La capture ci-dessous compare deux services issus d'un même binaire ASP.NET Core : WebApp-system-basic.service (configuration recommandée par la documentation Microsoft « Host on Linux with Nginx ») et WebApp-system-harden.service (configuration de cet article). Le score passe de 9.2 (« exposed ») à 1.7 (« OK »).
systemd-analyze security entre un service minimal (WebApp-system-basic.service) et la configuration étudiée ici (WebApp-system-harden.service).
Le score passe de 9.2 à 1.7 (-7.5 points), ce qui reflète une réduction de l'exposition selon les critères de l'outil.
Ce résultat ne constitue pas, à lui seul, une preuve de sécurité.
La comparaison n'est pertinente qu'à environnement constant (même hôte, même version de systemd, mêmes hypothèses d'exécution).
Lire le score sans se faire piéger
Le score s'agrège à partir d'une grille de directives auxquelles
systemd-analyze attribue chacune une exposition individuelle
(de 0.1 à 0.5). Trois biais à connaître avant de comparer :
-
une seule ligne dans le fichier unit peut faire basculer une dizaine
de sous-critères : poser
CapabilityBoundingSet=coche simultanément tous lesCAP_*, poserSystemCallFilter=coche tous les@*. La décroissance du score n'est pas proportionnelle à l'effort fourni. -
certaines expositions restantes sont des choix d'exploitation, pas des
faiblesses : un service web a besoin de
AF_INET,AF_UNIXreste requis pourNOTIFY_SOCKET,ProtectProc=invisibleest exclu tant que le bugUseSystemd()n'est pas corrigé en production. Le score pénalise ces lignes sans pouvoir savoir qu'elles sont voulues. -
le score ne mesure que ce qu'il sait mesurer. Une chaîne de connexion
en clair dans
EnvironmentFile=, un endpoint exposé sans authentification ou une dépendance vulnérable n'apparaissent nulle part dans la note.
Le score systemd-analyze security est un indicateur utile, mais il ne
constitue pas une preuve de sécurité globale. Un service peut obtenir un bon score
tout en restant fortement exposé si des secrets sont accessibles en mémoire,
si les flux réseau sortants sont trop ouverts, ou si l'application présente une
vulnérabilité exploitable.
Ce que cette approche ne couvre pas
Le durcissement systemd réduit l'impact d'une compromission, mais il ne transforme pas une application vulnérable en application sûre. Il ne remplace ni la sécurité applicative, ni le durcissement des dépendances, ni la gouvernance des secrets.
Concrètement, il ne protège pas contre :
- l'exfiltration de secrets déjà chargés en mémoire du processus ;
- l'usage malveillant d'accès réseau explicitement autorisés ;
- les actions dans les chemins ouverts en écriture ;
- les vulnérabilités noyau ou les échappements hors primitives de sandboxing ;
- les erreurs d'autorisation dans les systèmes externes (base de données, cache, API tierces).
Le hardening systemd reste donc une couche de confinement : essentielle en défense en profondeur, mais insuffisante à elle seule.
Validation avant production
Les décisions décrites dans cet article forment une base de travail.
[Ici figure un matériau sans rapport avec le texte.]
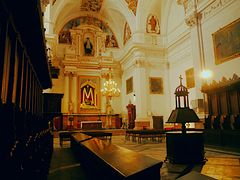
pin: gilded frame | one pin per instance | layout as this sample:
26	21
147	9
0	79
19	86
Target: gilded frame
226	42
129	85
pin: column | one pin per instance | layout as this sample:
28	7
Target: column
193	20
66	93
140	88
74	93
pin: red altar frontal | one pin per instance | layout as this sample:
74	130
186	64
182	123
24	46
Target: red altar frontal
91	121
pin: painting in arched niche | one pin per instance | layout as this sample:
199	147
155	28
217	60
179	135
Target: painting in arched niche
88	95
132	5
127	33
152	24
88	44
89	89
65	37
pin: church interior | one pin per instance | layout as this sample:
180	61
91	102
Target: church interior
127	89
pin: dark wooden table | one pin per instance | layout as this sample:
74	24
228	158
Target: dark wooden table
114	162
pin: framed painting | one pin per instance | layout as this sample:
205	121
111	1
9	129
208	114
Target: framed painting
226	42
156	85
129	85
190	78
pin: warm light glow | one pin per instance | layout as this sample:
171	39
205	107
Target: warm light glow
110	89
206	74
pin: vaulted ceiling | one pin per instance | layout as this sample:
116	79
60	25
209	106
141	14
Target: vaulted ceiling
115	13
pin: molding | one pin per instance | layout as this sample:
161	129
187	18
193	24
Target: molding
214	7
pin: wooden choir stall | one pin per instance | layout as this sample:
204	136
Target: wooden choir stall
222	125
26	144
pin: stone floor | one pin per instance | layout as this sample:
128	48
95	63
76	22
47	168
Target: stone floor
219	164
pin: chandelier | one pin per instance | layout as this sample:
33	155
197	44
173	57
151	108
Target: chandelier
109	90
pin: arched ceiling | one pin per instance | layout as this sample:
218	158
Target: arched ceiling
114	13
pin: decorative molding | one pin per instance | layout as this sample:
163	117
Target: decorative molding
193	19
213	7
224	83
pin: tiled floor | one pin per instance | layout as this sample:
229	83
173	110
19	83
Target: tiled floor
219	165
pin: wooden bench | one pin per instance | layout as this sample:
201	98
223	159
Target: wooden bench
109	161
99	134
139	135
65	136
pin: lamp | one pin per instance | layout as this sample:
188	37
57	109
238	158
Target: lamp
110	90
184	146
182	114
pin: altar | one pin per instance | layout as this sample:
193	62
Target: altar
91	121
86	125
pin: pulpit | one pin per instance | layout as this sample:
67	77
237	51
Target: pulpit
131	115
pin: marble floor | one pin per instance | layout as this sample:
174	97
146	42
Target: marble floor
219	164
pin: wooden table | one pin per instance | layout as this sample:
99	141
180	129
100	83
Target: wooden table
113	162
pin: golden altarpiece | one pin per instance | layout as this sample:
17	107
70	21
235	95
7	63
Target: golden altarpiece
85	63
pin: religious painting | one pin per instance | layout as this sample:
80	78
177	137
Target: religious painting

Avant déploiement, une validation en environnement de test est indispensable pour éviter les régressions silencieuses et les faux positifs de sécurité.
Un protocole simple et pragmatique consiste à :
- activer d'abord un profil de base, puis renforcer progressivement ;
- utiliser
systemd-analyze verifypour valider la syntaxe des fichiers unit avant déploiement ; - vérifier les erreurs d'accès disque et expliciter tous les chemins d'écriture nécessaires ;
- valider Data Protection, logs et cache sur charge représentative ;
- tester les arrêts gracieux et les redémarrages ;
- cartographier les flux réseau réellement nécessaires avant de restreindre ;
- utiliser
systemd-analyze securitycomme indicateur, sans le confondre avec une preuve de sécurité globale.
Ressources
- linux-audit.com/systemd/ : référence pratique sur le durcissement systemd, avec le détail de chaque directive et son implémentation noyau. Complément direct de cet article pour les directives génériques non détaillées ici.
- systemd.io : documentation officielle systemd, man pages et documents conceptuels, dont CREDENTIALS/ pour la gestion des secrets.
- man7.org : man pages Linux de référence, dont systemd.exec(5), systemd.resource-control(5) et capabilities(7).
- learn.microsoft.com / ASP.NET Core : documentation officielle Microsoft, dont Data Protection, Native AOT et Host on Linux with Nginx.